Мы сейчас стоим на краю пропасти практически. А никто этого не понимает. Все говорят: это не нравится в президенте сегодняшнем, то не нравится, он не такой, он слабый и прочее. Нет, я все это не признаю. Потому что, повторяю, со всеми слабостями Николай II мне в сто раз ценнее ГУЛАГа.
— Мне кажется, как раз сейчас осознание того, что мы стоим если не на краю пропасти, то близко к ней, в воздухе стало носиться.
— Но делать же нужно что-то, действовать каким-то образом! Как минимум понимать. Унас ведь все заражены утопизмом, в генах осталось, от бабушки, от дедушки. Нам подай такого президента, чтоб я за него мог дочь свою выдать замуж. Либо все— либо ничего.
— Только так.
— Вы согласны с этим?
— Абсолютно.
— Я считаю, что большего маразма, губительного для страны, трудно придумать. Дорогая Таня, выбор перед нами простой, и все потом скажут, что я говорила правильно, но тогда будет поздно. Вопрос простой: кто не должен прийти еще на двенадцать лет? Почему одному мы дали четыре года работать, а другой получает двадцать?
— Вы что же, думаете, что тот, чье имя нельзя произносить и кто может прийти на новый срок, хочет плохого нашей с вами родине?
— Я не знаю, кто чего хочет, я в таких категориях не мыслю. Я вижу, что его второй срок был плох для России. У нас десять лет текло золото из крана. Чем занималось правительство? Чем занимался глава государства? Мы должны были создать конкурентоспособные отрасли— мы их не создали. Это одно— уже преступление.

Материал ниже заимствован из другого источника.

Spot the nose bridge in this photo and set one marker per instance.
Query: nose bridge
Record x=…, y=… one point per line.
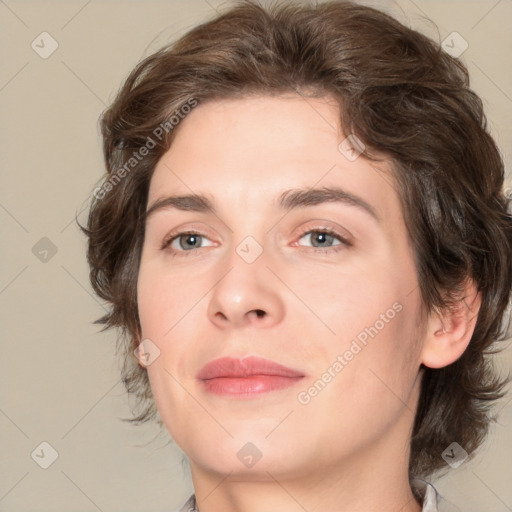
x=247, y=290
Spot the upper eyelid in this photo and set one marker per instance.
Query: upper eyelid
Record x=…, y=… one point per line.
x=345, y=239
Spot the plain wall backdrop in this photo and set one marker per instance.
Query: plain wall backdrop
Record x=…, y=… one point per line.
x=60, y=380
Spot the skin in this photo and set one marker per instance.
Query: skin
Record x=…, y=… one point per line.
x=347, y=449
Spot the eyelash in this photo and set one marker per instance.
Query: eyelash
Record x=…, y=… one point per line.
x=344, y=242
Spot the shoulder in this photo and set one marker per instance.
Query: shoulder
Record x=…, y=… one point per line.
x=189, y=505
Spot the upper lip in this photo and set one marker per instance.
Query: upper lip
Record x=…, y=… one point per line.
x=230, y=367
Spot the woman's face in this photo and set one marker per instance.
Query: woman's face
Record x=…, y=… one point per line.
x=322, y=283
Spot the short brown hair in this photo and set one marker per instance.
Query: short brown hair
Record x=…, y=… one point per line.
x=403, y=97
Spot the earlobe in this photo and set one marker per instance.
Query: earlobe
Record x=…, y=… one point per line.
x=449, y=332
x=140, y=354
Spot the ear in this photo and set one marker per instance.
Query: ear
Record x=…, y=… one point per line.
x=449, y=332
x=140, y=354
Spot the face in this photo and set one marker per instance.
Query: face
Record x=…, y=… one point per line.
x=322, y=284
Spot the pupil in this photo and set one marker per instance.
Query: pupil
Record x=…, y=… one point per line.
x=322, y=236
x=192, y=238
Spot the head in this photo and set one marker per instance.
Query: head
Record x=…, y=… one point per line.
x=411, y=288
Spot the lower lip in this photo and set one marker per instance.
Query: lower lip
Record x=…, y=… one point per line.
x=248, y=386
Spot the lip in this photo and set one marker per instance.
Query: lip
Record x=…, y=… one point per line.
x=246, y=377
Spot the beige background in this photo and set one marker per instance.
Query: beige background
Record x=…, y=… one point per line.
x=60, y=381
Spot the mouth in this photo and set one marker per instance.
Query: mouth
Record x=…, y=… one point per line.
x=246, y=377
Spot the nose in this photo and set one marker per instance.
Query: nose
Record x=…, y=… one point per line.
x=246, y=294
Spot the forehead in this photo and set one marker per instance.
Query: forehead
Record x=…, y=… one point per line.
x=245, y=152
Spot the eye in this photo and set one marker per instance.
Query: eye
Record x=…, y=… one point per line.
x=184, y=241
x=325, y=239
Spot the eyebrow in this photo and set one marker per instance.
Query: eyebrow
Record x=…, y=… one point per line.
x=291, y=199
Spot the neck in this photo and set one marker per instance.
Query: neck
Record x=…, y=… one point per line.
x=375, y=478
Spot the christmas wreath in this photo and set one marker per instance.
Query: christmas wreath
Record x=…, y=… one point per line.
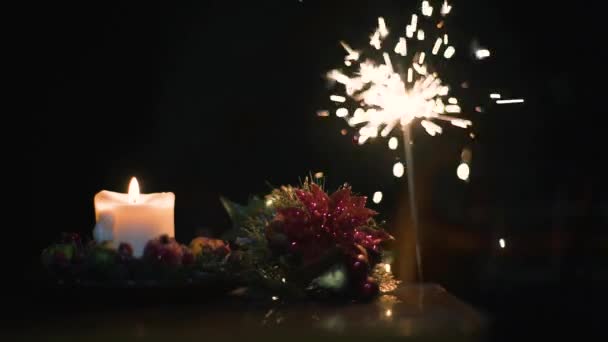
x=297, y=242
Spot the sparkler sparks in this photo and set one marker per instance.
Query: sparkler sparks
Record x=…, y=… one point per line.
x=391, y=91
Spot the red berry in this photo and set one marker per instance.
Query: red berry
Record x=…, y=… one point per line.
x=368, y=289
x=358, y=270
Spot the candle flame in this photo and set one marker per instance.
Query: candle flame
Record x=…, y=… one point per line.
x=133, y=191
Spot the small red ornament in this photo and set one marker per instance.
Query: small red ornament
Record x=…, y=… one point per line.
x=125, y=249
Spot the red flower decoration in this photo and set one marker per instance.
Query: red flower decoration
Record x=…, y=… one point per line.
x=340, y=220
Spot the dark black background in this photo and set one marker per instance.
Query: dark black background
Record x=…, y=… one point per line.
x=217, y=98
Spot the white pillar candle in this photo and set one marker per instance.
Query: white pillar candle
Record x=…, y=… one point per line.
x=133, y=218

— А ракеты? А истребители? А оружие?
— У нас с вами тональности разные. Вам все весело. А мне все грустно.
— Мне не весело. Это защитная реакция. Что нам делать-то?
— Я считаю, что нужно выбрать на второй срок Медведева и чтобы он продолжил начатое. Он сделал много хороших вещей. Только не все замечают. Я за семь лет работы в комиссии по помилованию прочла десятки тысяч приговоров и ни разу не встретила приговора меньше полутора лет. Сейчас президент отменил нижнюю планку срока наказания у 68 статей. Судья может дать теперь месяц или два. Это же революция в российском судебном деле! Кто-нибудь заметил?
— Да, заметили.
— Вы заметили. А вы когда-нибудь слышали, чтоб кто-нибудь говорил, как это хорошо? За последние два года на его счету немало. Я сейчас вместе с сотоварищами создала движение в поддержку действующего президента, на днях объявим об этом. Мы хотим, чтобы он пошел на второй срок. Нас поддерживают люди из самых разных слоев общества— вот что важно.
— Какой из ваших проектов у вас сейчас самый любимый?
— Я отложила свои очень важные работы и работу над книгами своего мужа, потому что меня осенило, что я должна написать. Я должна не дать отравить сознание детей до конца— их родителям, бабушкам и дедушкам, которые уже объяснили молодым людям, как их обобрали Ельцин и Гайдар. Решила написать книгу, которую сейчас с азартом дописываю. Называться она будет «Егор», подзаголовок— «Книжка для смышленых людей от 10 до 16 лет». Я пытаюсь рассказать детям о герое нашего времени— о Егоре Гайдаре.
— Есть надежда, что они поймут, что такое честь и мужество, и узнают, что честь и мужество существовали здесь и сейчас?
— Да, именно так. Будем стараться. Как говорила Цветаева, писать надо только те книги, от отсутствия которых страдаешь.